On May 30, 1832 a duel took place in Paris in which a young man — barely twenty years old — was lethally wounded. Much later, he turned out to be one of the greatest mathematical minds in history.
Although it was clear during his lifetime that he had “some” talent as a mathematician, nobody really understood what most of the “gibberish” Galois wrote was really about.
His papers and ideas were often rejected, he wasn’t allowed to enter the highly prestigious École Normale Supérieure, and he was a bit of a hothead as well — especially when not understood yet again.
He simply was too much ahead of his time.
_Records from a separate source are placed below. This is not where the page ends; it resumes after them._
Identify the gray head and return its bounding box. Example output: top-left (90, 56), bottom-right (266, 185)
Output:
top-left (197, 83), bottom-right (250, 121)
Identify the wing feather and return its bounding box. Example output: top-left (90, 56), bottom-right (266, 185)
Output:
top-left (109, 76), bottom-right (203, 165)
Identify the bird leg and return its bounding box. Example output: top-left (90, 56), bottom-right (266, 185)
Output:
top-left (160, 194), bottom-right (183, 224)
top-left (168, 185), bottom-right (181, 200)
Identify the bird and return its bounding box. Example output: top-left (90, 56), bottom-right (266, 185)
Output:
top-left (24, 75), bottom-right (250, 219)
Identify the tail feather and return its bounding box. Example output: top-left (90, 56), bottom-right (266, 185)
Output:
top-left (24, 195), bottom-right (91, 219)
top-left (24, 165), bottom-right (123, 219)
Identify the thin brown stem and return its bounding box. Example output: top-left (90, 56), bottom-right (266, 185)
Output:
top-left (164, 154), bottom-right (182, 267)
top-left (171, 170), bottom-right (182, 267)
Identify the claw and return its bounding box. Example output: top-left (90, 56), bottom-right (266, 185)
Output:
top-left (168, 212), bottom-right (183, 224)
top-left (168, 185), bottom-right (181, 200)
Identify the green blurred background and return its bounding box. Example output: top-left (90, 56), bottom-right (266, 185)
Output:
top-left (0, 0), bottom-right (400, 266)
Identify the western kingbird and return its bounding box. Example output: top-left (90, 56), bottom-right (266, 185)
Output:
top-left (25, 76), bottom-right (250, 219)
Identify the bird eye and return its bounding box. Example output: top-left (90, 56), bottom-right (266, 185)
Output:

To add insult to injury, he was also deeply involved in the French revolution, and was used to spending time in jail if the action required this.
Galois was a rebel, on the streets, and also in the mathematical mist.
Unfortunately, he was talked into a duel for unknown reasons, but most probably the cause of the dual was a broken love — some say she was a prostitute, others claims she was a married woman — and unfortunately his as-of-today unknown nemesis was a better duelist than he was, as Galois knew only too well.
So the night before the duel, he made the most important decision of his life.
Instead of taking the necessary rest he so desperately needed to have even the slightest chance to survive, he decided to write down his mathematical ideas:
Galois was so convinced of his impending death that he stayed up all night writing letters to his Republican friends and composing what would become his mathematical testament, the famous letter to Auguste Chevalier outlining his ideas, and three attached manuscripts.
In his last letter
, he tersely described revolutionary ideas concerning analysis, continued fractions and group theory — a subject which he single-handedly created to solve one of the greatest mathematical problems of the day: how to (not) polynomials by radicals.
Galois’s group theory has evolved in one of the most important topics in modern day mathematics, and it has penetrated in many other scientific disciplines such as physics and chemistry, quantum theory and applications and much much more.
He was so much ahead.
Galois last written words to his younger brother Alfred were:
"Ne pleure pas, Alfred ! J'ai besoin de tout mon courage pour mourir à vingt ans !"
(“Don't weep, Alfred ! I need all my courage to die at twenty !”)
The famous mathematician Hermann Weyl later wrote:
"This letter, if judged by the novelty and profundity of ideas it contains, is perhaps the most substantial piece of writing in the whole literature of mankind."
And to honor Galois, I’d like to think that it actually was.